The interesting storytelling that did happen in Mobile came during the comments that were solicited by the NRDA Trustees after the six presentations. One commenter in particular was memorable. Mr. Ryan Bradley representing commercial fishing interests in Mississippi told the assembled trustees that the $11 million early-NRDA spending on creating oyster bottoms from crushed limestone was a waste in the opinion of the local oystermen because oyster larvae (spat) had not settled on these hard bottoms and oyster recruitment was very low considering the expense. He asked the trustees to please involve the oyster growers at an earlier stage during habitat enhancement projects to ask for their input on the selection of cultch material before spreading it on public reefs.
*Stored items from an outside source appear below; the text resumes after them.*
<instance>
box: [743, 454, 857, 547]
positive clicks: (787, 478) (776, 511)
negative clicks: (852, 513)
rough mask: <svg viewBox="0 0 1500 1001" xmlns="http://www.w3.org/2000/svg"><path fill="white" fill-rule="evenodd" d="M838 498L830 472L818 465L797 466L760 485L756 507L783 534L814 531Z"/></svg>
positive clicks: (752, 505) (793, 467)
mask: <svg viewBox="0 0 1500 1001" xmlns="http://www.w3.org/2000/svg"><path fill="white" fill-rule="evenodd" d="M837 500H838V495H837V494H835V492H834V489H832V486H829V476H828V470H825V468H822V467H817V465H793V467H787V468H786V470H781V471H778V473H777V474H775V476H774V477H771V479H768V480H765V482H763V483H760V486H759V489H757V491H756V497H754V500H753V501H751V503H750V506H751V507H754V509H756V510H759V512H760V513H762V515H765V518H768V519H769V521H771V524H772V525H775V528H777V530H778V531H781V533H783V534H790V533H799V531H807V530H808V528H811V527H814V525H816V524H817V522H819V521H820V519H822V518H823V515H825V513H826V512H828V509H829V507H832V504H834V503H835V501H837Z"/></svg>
Mr. Bradley also asked the trustees to please direct some of the funds and/or research toward solving the problem of the Gulf Dead Zone that causes low oxygen levels and reduces the area of fishable water for shrimpers.
Some commenters pointed to successful projects like an Alabama oyster shell recycling project that collects shell from restaurants and processors and creates reefs with it. Some asked the trustees to hurry up and produce some guidance documents on monitoring and adaptive management that seem to be too slow in coming together. The trustees were asked to share plans earlier, and to focus projects on watersheds in a holistic way like the RESTORE Council projects attempt to do. Some commenters took the NRDA trustees to task on public engagement and a perceived lack of transparency. One of the last commenters asked that there be beach reconstruction of the west end of Dauphin Island at the mouth of Mobile Bay.
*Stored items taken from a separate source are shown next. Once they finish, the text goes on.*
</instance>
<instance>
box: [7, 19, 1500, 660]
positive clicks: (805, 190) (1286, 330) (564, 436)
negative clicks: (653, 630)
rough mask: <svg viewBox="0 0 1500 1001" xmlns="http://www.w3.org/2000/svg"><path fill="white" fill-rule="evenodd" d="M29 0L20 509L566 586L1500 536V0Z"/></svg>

It seems that a better approach at telling the story of the NRDA projects needs to be explored before this trustee council convenes again with one of these regular meetings. The “acronym gumbo” needs to yield to some more meaningful take-home messages about projects and how they improve the resources that people use and care about. Less may actually be more. Also judging from the audience, there needs to be an attempt to take the NRDA meetings to lay people – to better engage coastal residents who may not be technically inclined, but are interested in the final product of marsh restoration, adding to public lands, or oyster reef building – more fish habitat, more oysters. Many of the people in the crowd were with state agencies, federal agencies, academic institutions, engineering companies, non-profit environmental and social justice groups, and city and local governments. There was a bit of preaching to the choir in this effort as these people were not new to NRDA. Mississippi has tried to make these restoration processes fairly accessible to lay people at its two Restoration Summits in 2016 and 2017. The NRDA Trustees could possibly borrow a page from Mississippi’s playbook and try something similar next time.
Andrew Whitehurst is GRN's water program director and covers Mississippi wetland and water issues from Madison, Ms.